I have recently received a few messages from readers that were very different than the many encouraging comments that I have received through sharing Our Story.
When I first read the notes, I honestly considered quietly deleting them. No muss, no fuss. I am a quiet, introverted, peace-loving kind of girl. Conflict just isn’t for me. The last thing I wanted was for someone to come here looking for hope and encouragement in the midst of their nightmare, only to find negative comments that could inflict more agony on a breaking heart.
It was actually my Beloved who inspired me to look at this from a different perspective, and to share with you a little more about my story, in hopes that it might somehow help or encourage others who are facing their own broken marriages.
This is not the first time that I have been confronted by these questions, and I am sorry to say that I am not alone. If you have gone through the betrayal of adultery in your marriage, unfortunately, you may be faced with someone who implies or even comes right out and says this at some point as well. I felt so very alone while I was going through the breakdown of my first marriage, and I wish that someone had prepared me for the different struggles that I would face in the aftermath.

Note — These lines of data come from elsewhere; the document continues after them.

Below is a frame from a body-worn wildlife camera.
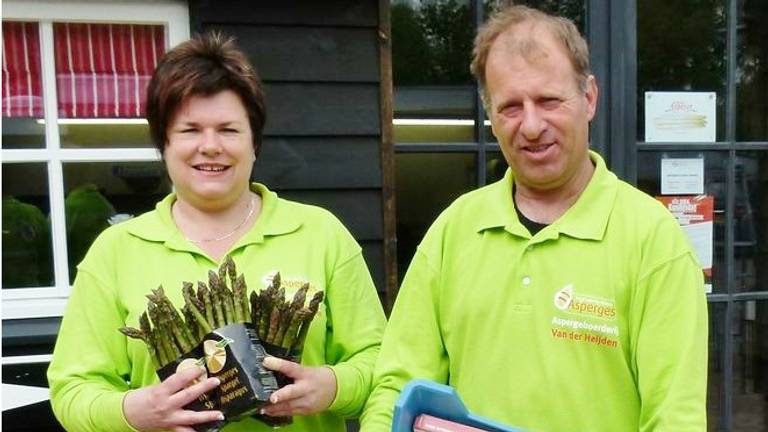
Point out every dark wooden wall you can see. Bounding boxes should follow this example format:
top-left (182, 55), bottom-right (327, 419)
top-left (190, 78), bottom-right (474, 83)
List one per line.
top-left (189, 0), bottom-right (396, 299)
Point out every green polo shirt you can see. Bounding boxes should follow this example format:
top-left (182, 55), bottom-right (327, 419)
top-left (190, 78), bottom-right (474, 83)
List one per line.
top-left (362, 153), bottom-right (707, 432)
top-left (48, 184), bottom-right (385, 432)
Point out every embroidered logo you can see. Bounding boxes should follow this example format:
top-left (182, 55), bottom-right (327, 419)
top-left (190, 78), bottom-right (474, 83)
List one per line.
top-left (553, 284), bottom-right (616, 321)
top-left (551, 284), bottom-right (619, 348)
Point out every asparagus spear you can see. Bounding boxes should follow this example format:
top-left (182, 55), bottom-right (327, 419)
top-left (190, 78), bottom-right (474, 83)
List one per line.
top-left (181, 304), bottom-right (203, 347)
top-left (208, 264), bottom-right (235, 325)
top-left (232, 275), bottom-right (247, 322)
top-left (148, 285), bottom-right (195, 353)
top-left (197, 281), bottom-right (218, 328)
top-left (181, 282), bottom-right (211, 334)
top-left (224, 255), bottom-right (237, 290)
top-left (279, 308), bottom-right (311, 354)
top-left (257, 289), bottom-right (272, 342)
top-left (291, 291), bottom-right (324, 352)
top-left (250, 291), bottom-right (262, 334)
top-left (118, 327), bottom-right (160, 369)
top-left (147, 301), bottom-right (177, 366)
top-left (208, 270), bottom-right (227, 328)
top-left (139, 312), bottom-right (168, 369)
top-left (274, 283), bottom-right (309, 348)
top-left (267, 287), bottom-right (286, 343)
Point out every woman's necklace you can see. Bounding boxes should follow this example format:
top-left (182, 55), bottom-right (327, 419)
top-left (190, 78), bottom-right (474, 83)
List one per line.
top-left (187, 197), bottom-right (256, 244)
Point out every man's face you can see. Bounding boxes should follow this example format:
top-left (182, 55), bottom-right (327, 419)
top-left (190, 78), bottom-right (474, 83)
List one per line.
top-left (485, 24), bottom-right (597, 192)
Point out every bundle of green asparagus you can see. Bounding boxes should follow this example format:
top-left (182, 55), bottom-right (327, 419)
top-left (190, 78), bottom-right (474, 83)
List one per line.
top-left (250, 273), bottom-right (323, 359)
top-left (119, 256), bottom-right (251, 369)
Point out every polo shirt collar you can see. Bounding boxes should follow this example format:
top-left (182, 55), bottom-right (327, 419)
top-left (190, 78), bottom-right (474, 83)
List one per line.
top-left (475, 151), bottom-right (618, 240)
top-left (128, 183), bottom-right (302, 253)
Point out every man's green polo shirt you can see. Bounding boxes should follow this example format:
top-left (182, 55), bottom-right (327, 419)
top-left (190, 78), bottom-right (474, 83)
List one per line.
top-left (362, 153), bottom-right (707, 432)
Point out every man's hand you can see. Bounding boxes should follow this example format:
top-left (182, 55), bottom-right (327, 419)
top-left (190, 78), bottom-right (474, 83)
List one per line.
top-left (262, 357), bottom-right (336, 416)
top-left (123, 367), bottom-right (224, 432)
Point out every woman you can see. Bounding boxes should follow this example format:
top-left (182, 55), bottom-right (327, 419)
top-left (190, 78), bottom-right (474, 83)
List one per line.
top-left (48, 34), bottom-right (385, 432)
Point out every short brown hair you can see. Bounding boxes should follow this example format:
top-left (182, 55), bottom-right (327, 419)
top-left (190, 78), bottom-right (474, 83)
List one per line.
top-left (470, 5), bottom-right (590, 108)
top-left (146, 32), bottom-right (266, 156)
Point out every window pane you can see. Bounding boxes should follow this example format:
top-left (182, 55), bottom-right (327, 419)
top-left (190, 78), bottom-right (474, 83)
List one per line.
top-left (483, 0), bottom-right (586, 30)
top-left (732, 300), bottom-right (768, 432)
top-left (707, 303), bottom-right (725, 432)
top-left (736, 0), bottom-right (768, 141)
top-left (637, 151), bottom-right (728, 293)
top-left (59, 123), bottom-right (154, 148)
top-left (391, 0), bottom-right (475, 143)
top-left (637, 0), bottom-right (727, 141)
top-left (2, 21), bottom-right (45, 148)
top-left (64, 162), bottom-right (170, 282)
top-left (734, 151), bottom-right (768, 292)
top-left (395, 153), bottom-right (477, 280)
top-left (53, 23), bottom-right (165, 148)
top-left (485, 151), bottom-right (509, 184)
top-left (3, 163), bottom-right (54, 289)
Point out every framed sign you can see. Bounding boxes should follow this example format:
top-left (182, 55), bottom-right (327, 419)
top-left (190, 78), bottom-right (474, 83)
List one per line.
top-left (645, 92), bottom-right (717, 142)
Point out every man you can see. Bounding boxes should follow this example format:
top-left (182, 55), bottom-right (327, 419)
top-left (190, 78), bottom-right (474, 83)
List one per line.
top-left (362, 6), bottom-right (707, 432)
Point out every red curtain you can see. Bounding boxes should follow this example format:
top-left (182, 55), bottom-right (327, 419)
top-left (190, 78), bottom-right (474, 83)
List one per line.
top-left (2, 21), bottom-right (43, 117)
top-left (2, 21), bottom-right (165, 118)
top-left (53, 23), bottom-right (165, 118)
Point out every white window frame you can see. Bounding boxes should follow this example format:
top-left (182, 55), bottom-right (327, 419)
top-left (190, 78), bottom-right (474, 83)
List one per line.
top-left (0, 0), bottom-right (189, 319)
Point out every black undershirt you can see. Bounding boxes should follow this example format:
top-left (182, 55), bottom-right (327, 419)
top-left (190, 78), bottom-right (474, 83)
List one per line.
top-left (512, 186), bottom-right (549, 236)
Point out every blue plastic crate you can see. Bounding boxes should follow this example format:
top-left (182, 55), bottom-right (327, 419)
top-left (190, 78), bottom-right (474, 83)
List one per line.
top-left (392, 380), bottom-right (523, 432)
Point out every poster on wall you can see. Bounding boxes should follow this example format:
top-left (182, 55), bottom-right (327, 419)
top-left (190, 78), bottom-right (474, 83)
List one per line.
top-left (645, 92), bottom-right (717, 142)
top-left (661, 158), bottom-right (704, 195)
top-left (656, 195), bottom-right (715, 293)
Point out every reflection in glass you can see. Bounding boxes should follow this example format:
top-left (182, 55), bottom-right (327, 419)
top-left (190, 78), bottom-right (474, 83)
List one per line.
top-left (736, 0), bottom-right (768, 141)
top-left (734, 151), bottom-right (768, 292)
top-left (2, 21), bottom-right (45, 149)
top-left (2, 163), bottom-right (54, 289)
top-left (390, 0), bottom-right (475, 86)
top-left (2, 116), bottom-right (45, 149)
top-left (393, 119), bottom-right (475, 144)
top-left (485, 151), bottom-right (509, 184)
top-left (707, 303), bottom-right (725, 432)
top-left (391, 0), bottom-right (475, 135)
top-left (64, 162), bottom-right (170, 282)
top-left (483, 0), bottom-right (586, 34)
top-left (731, 300), bottom-right (768, 432)
top-left (395, 153), bottom-right (477, 278)
top-left (637, 0), bottom-right (727, 141)
top-left (59, 119), bottom-right (153, 148)
top-left (637, 151), bottom-right (728, 293)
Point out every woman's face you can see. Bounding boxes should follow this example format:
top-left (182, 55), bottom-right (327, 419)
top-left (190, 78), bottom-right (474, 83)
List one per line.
top-left (164, 90), bottom-right (256, 209)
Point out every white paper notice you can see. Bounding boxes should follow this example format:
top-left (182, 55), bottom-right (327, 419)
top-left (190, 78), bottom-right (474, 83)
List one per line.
top-left (682, 222), bottom-right (713, 268)
top-left (661, 158), bottom-right (704, 195)
top-left (645, 92), bottom-right (717, 142)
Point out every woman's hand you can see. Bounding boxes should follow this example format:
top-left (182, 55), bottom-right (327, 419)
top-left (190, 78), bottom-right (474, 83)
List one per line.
top-left (262, 357), bottom-right (336, 416)
top-left (123, 367), bottom-right (224, 432)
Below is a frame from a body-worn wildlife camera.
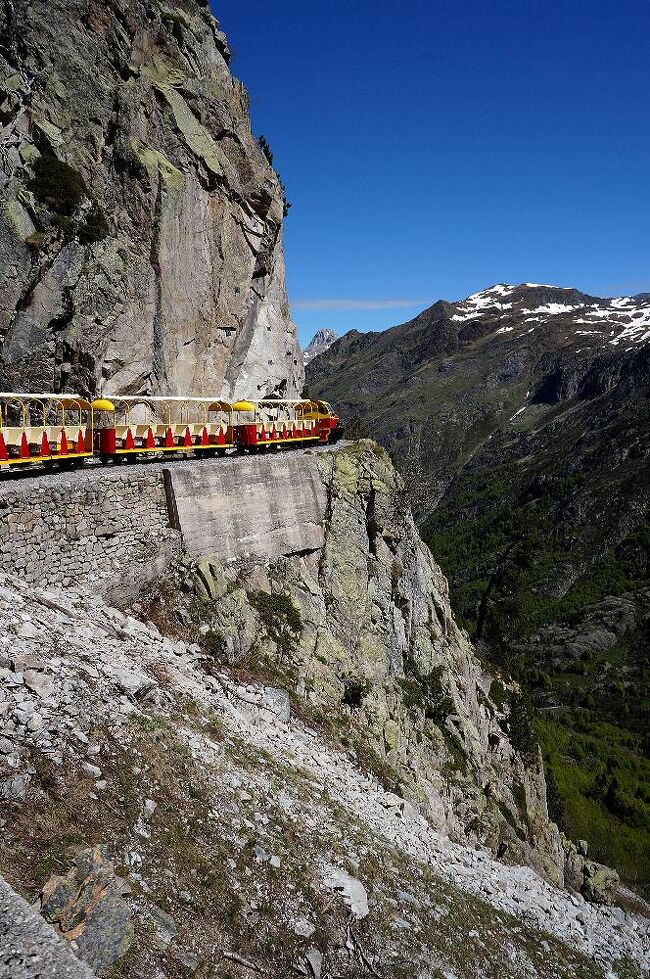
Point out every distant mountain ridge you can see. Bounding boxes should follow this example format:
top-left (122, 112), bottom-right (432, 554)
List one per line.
top-left (307, 284), bottom-right (650, 894)
top-left (302, 330), bottom-right (339, 364)
top-left (307, 283), bottom-right (650, 516)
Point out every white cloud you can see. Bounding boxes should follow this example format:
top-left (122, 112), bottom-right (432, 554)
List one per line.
top-left (291, 299), bottom-right (431, 309)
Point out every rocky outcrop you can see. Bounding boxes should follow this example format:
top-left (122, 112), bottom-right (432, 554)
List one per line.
top-left (0, 877), bottom-right (94, 979)
top-left (0, 0), bottom-right (303, 397)
top-left (41, 846), bottom-right (133, 972)
top-left (0, 572), bottom-right (649, 979)
top-left (176, 442), bottom-right (563, 882)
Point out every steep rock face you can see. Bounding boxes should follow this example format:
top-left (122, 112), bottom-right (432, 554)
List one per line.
top-left (192, 442), bottom-right (563, 881)
top-left (302, 330), bottom-right (338, 364)
top-left (307, 284), bottom-right (650, 519)
top-left (307, 285), bottom-right (650, 892)
top-left (0, 0), bottom-right (303, 397)
top-left (0, 576), bottom-right (650, 979)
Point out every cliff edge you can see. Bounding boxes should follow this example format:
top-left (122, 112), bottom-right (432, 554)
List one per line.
top-left (0, 0), bottom-right (303, 397)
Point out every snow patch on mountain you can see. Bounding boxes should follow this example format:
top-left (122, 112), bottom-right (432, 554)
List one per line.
top-left (451, 282), bottom-right (650, 346)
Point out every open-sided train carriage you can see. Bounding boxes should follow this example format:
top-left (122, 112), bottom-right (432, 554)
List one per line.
top-left (93, 396), bottom-right (235, 461)
top-left (233, 398), bottom-right (341, 452)
top-left (0, 392), bottom-right (343, 472)
top-left (0, 392), bottom-right (93, 468)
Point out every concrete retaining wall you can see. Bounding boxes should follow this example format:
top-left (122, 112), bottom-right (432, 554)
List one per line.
top-left (0, 451), bottom-right (334, 600)
top-left (168, 453), bottom-right (327, 564)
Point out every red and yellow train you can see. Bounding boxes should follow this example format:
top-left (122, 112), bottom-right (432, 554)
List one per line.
top-left (0, 392), bottom-right (343, 472)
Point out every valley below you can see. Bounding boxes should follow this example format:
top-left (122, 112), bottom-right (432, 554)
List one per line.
top-left (308, 286), bottom-right (650, 893)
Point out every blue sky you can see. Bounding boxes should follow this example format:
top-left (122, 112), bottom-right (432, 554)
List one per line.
top-left (212, 0), bottom-right (650, 343)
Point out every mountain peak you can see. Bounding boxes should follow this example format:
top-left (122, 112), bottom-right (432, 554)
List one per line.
top-left (302, 330), bottom-right (339, 364)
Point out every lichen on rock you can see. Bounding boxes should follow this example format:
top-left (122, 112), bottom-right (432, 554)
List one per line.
top-left (0, 0), bottom-right (303, 398)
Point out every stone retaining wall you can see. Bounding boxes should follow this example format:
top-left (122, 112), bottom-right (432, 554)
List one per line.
top-left (0, 467), bottom-right (180, 597)
top-left (0, 450), bottom-right (335, 604)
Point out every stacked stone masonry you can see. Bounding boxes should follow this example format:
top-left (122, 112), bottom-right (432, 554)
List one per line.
top-left (0, 467), bottom-right (180, 593)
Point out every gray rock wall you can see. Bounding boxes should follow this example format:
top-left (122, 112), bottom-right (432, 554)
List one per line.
top-left (0, 0), bottom-right (304, 397)
top-left (0, 450), bottom-right (327, 601)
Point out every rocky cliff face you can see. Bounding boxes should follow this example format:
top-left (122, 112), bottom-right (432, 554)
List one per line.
top-left (308, 285), bottom-right (650, 891)
top-left (0, 0), bottom-right (303, 397)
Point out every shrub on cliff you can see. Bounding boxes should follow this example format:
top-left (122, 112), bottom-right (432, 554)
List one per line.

I have never placed the blame on the Other Woman in my first marriage. This is where the negative comments seem to point to me putting all of the blame on her, and none on my ex-husband. This simply isn’t the case. The readers have a point in that the other woman didn’t force my husband to cheat on me – at least not that I am aware. They are also correct that she was not the one who vowed before the Lord, our families, and our friends to forsake all others until death do us part. He did. When he chose to have sex with someone else, he alone destroyed our marriage vows… and our family.
If your spouse decides to have a sexual affair with someone outside of your marriage – he broke the vow. Not you. Not the other woman.
We’ve all heard the stories. There are scenarios where the other woman has no idea that she is involved with a married man. Sometimes a spouse can hide a double life so well that she won’t realize that she is also being played.
However, there are also many stories where the other woman is aware that he is married. She may not have broken the vow between you and your husband, but there is a general moral belief in many cultures that you just don’t sleep with someone else’s husband. She knowingly took something that was yours. It was not hers to take, and you have every right to feel hurt because of it.
Deciding to forgive the other woman for her part in the story was a big step early in my healing. As painful as it was to release all of the hurt, it was something that I will never regret.
I try to use discretion when I share about my ex-husband and his role in the death of our marriage. This is the father of my children. They don’t know the full extent of our story, but somewhere down the road that may change.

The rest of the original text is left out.